Run the entire script (not just the last line) to download and save the data. Use Ctrl+Shift+Enter to run all, or click Source in the top right of the RStudio editor pane.

Exercise 2.3: Check the data loaded correctly

Reload the package and inspect the dataset in the R console:

devtools::load_all()   # Ctrl+Shift+L
museum_visitors
dplyr::glimpse(museum_visitors)

What columns does the cleaned dataset have? Note down the column names — you will need them for the next exercise.

Exercise 2.4: Document the dataset

Data objects need their own documentation. By convention, create R/data.R by running in the R console:

usethis::use_r("data")

Write a roxygen2 documentation block for museum_visitors. Include:

  • A title and description
  • @format describing the data frame and each column
  • @source with the open data URL
  • The dataset name as a string at the end (not a function call)
NoteSolution

Write the following in R/data.R (an R script):

#' Monthly visitor counts for Munich museums
#'
#' Monthly visitor statistics for Munich's public museums, sourced from
#' Munich Open Data (Statistisches Amt München). Data covers all major
#' municipal museums with year-on-year comparison figures.
#'
#' @format A data frame with one row per museum per month:
#' \describe{
#'   \item{monatszahl}{Category label (always "Besucher*innen")}
#'   \item{auspraegung}{Museum name}
#'   \item{jahr}{Year}
#'   \item{monat}{Year-month code (YYYYMM format)}
#'   \item{wert}{Visitor count for that month}
#'   \item{vorjahreswert}{Visitor count in the same month of the prior year}
#'   \item{veraend_vormonat_prozent}{Percentage change vs. previous month}
#'   \item{veraend_vorjahresmonat_prozent}{Percentage change vs. same month prior year}
#'   \item{zwoelf_monate_mittelwert}{12-month rolling average}
#' }
#' @source Landeshauptstadt München (2017). Monatszahlen Museen.
#'   Statistisches Amt München. Lizenz: Datenlizenz Deutschland
#'   Namensnennung 2.0 (dl-by-de).
#'   <https://datengartln.de/datasets/detail/bfb4a286-bea5-4bfe-82ce-b9bd354284a5/>
"museum_visitors"

Then run in the R console:

devtools::document()   # Ctrl+Shift+D
?museum_visitors       # check the rendered help page

Part 3: Add a Function

Exercise 3.1: Create the plot function

Create a new R file for the function by running in the R console:

usethis::use_r("plot_museums")

Write a function plot_museums() that produces a line chart of monthly visitor counts, with one line per museum (auspraegung), using the museum_visitors dataset that is bundled with the package.

Tip

Use ggplot2:: prefixes throughout — never library(ggplot2) inside a package. Declare all dependencies in the R console:

usethis::use_package("ggplot2")
usethis::use_package("dplyr")
usethis::use_package("scales")
NoteSolution

Write the following in R/plot_museums.R (an R script):

#' Annual visitor counts per Munich museum
#'
#' Plots annual visitor totals for each museum in the bundled
#' `museum_visitors` dataset, using the yearly summary rows
#' (where `monat == "Summe"`).
#'
#' @return A `ggplot2` plot object.
#' @export
#' @examples
#' plot_museums()
plot_museums <- function() {
  museum_visitors |>
    dplyr::filter(
      monat == "Summe"
    ) |>
    ggplot2::ggplot(ggplot2::aes(x = jahr, y = wert, colour = auspraegung)) +
    ggplot2::geom_line() +
    ggplot2::labs(x = "Year", y = "Visitors", colour = "Museum") +
    ggplot2::ggtitle("Annual Visitors to Museums in Munich") +
    ggplot2::scale_y_continuous(labels = scales::label_number())
}

You will also need to declare dplyr and scales as dependencies. Run in the R console:

usethis::use_package("dplyr")
usethis::use_package("scales")

And add the variable names used in the function to R/utils.R:

utils::globalVariables(c("museum_visitors", "monat", "wert", "auspraegung", "jahr"))

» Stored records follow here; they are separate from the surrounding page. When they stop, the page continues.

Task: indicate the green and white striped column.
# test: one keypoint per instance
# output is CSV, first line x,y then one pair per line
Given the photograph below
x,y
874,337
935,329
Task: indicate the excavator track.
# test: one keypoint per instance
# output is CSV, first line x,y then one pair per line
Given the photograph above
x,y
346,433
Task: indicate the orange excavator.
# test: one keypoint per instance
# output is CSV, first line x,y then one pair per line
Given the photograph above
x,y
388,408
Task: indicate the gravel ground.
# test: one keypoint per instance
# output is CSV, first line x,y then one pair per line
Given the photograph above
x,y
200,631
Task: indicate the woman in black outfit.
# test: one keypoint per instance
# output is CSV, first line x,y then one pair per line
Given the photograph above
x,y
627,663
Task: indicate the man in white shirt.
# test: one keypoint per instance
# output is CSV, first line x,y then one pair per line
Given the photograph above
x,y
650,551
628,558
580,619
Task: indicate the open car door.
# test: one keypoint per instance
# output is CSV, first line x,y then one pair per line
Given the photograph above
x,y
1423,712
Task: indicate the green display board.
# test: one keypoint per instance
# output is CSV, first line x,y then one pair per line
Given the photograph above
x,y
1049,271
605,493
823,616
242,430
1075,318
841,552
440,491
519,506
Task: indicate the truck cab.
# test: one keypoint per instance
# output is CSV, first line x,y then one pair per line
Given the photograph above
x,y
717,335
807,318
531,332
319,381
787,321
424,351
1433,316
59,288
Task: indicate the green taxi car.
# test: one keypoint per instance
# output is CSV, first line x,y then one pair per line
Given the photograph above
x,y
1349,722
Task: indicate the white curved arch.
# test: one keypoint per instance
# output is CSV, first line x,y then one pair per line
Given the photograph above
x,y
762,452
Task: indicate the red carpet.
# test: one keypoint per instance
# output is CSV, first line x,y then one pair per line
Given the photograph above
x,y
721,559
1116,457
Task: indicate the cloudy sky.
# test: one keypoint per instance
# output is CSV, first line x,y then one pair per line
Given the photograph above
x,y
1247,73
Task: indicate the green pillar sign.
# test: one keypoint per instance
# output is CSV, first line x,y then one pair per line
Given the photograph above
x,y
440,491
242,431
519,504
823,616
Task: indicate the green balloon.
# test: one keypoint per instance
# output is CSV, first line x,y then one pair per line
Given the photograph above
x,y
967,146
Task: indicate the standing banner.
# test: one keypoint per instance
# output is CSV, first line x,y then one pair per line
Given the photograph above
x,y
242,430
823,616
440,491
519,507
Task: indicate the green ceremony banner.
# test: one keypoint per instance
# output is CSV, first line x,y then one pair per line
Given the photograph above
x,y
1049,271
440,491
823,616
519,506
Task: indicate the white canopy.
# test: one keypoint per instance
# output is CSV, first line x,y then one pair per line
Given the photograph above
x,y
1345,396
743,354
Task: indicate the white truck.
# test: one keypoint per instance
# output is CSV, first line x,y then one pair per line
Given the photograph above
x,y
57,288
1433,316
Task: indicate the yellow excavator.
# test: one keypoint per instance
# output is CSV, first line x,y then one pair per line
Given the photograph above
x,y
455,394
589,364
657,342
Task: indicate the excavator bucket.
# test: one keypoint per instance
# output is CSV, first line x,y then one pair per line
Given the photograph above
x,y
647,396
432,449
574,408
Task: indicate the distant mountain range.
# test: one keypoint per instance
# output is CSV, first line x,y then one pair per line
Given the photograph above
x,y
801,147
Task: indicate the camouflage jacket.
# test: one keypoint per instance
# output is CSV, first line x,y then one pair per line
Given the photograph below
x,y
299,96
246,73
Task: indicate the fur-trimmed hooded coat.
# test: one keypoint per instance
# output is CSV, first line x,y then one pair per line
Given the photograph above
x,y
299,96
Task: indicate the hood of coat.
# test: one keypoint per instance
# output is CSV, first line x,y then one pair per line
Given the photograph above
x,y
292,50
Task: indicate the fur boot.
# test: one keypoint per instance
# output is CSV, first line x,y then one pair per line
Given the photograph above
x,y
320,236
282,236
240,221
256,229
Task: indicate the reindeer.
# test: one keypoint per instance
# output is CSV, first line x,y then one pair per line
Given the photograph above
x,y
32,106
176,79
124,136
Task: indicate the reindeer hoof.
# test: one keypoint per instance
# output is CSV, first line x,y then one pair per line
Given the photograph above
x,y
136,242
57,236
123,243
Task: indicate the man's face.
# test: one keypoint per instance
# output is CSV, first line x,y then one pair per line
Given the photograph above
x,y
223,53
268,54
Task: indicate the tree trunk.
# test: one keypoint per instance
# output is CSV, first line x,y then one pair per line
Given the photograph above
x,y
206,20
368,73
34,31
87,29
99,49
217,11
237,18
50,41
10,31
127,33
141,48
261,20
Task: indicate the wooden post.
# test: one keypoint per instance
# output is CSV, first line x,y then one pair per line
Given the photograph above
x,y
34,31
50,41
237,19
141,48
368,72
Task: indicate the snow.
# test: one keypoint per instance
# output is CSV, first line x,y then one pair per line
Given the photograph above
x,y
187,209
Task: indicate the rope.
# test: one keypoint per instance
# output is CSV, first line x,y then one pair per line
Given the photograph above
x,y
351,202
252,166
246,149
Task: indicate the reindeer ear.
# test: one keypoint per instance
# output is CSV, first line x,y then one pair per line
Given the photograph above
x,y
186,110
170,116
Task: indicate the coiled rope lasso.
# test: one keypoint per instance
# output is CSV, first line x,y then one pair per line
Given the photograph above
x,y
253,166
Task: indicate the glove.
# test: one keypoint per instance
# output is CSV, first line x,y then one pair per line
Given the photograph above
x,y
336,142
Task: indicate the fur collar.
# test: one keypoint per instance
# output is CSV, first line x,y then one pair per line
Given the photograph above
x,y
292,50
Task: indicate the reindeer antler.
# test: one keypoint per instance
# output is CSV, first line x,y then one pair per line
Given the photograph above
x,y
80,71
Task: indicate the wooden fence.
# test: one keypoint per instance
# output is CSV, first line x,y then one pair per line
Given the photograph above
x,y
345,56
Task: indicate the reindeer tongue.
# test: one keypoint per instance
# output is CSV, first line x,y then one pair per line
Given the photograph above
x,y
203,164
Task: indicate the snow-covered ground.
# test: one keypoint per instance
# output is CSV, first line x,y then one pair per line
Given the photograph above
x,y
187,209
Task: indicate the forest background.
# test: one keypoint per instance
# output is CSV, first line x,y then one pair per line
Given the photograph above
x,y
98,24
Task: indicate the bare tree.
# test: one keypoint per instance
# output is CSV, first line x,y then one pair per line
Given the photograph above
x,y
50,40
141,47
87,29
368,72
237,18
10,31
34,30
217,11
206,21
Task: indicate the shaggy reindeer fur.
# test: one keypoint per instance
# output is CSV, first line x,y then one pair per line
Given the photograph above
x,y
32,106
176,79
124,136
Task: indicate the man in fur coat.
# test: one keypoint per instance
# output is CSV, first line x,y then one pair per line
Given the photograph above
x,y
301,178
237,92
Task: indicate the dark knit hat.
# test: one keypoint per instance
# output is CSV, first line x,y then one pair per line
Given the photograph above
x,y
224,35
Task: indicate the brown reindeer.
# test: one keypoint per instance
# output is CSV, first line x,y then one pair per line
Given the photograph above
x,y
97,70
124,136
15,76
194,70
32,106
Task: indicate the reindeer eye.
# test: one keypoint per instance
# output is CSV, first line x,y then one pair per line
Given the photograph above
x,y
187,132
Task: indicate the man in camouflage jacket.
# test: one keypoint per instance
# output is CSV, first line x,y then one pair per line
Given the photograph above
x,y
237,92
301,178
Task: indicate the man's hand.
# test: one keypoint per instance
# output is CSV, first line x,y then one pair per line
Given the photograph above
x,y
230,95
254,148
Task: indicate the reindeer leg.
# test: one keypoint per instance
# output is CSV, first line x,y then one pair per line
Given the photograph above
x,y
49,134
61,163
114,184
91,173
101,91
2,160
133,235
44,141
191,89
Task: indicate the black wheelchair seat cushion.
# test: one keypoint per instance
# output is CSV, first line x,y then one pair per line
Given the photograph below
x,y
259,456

Exercise 3.2: Document and export

Add a roxygen2 block above plot_museums() (see solution above). Then run in the R console to generate the help files and check the function is accessible:

devtools::document()   # Ctrl+Shift+D
devtools::load_all()   # Ctrl+Shift+L
plot_museums()
?plot_museums
Important

For a function to be accessible after installing the package, it must have @export in its roxygen2 block. Without it, devtools::document() will not add it to NAMESPACE and users will not be able to call it.

Exercise 3.3: Run devtools::check()

Run in the R console:

devtools::check()   # Ctrl+Shift+E

Read through any WARNINGs or NOTEs. A clean check shows 0 errors, 0 warnings, 0 notes. Common issues at this stage:

  • Missing @export tag
  • Functions called without the package:: prefix
  • Undeclared imports in DESCRIPTION
NoteSolution: common fixes

If you see no visible binding for global variable 'monat' (or similar), create R/utils.R (run usethis::use_r("utils") in the R console) and add:

utils::globalVariables(c("museum_visitors", "monat", "wert", "auspraegung", "jahr"))

This tells R CMD check that these names are intentionally used as unquoted column names (tidy evaluation).

Exercise 3.4: Add a test

Set up testing and create a test file by running in the R console:

usethis::use_testthat()
usethis::use_test("plot_museums")

Write at least two expect_* assertions in tests/testthat/test-plot_museums.R (an R script):

NoteSolution
test_that("plot_museums returns a ggplot object", {
  result <- plot_museums()
  expect_s3_class(result, "gg")
})

test_that("museum_visitors has expected columns", {
  expect_true(all(c("auspraegung", "jahr", "monat", "wert") %in%
                    names(museum_visitors)))
})

Run the tests in the R console:

devtools::test()   # Ctrl+Shift+T

Part 4: Add Functions for a Second Dataset

TipDataset

Munich Open Data publishes monthly statistics across many domains. Browse the catalogue here:

👉 https://opendata.muenchen.de/dataset/?tags=Monatszahlen

Choose a dataset that interests you — for example, monthly library loans, traffic counts, or another cultural indicator. You do not need to include the data in the package; a function that downloads and returns it on demand is fine.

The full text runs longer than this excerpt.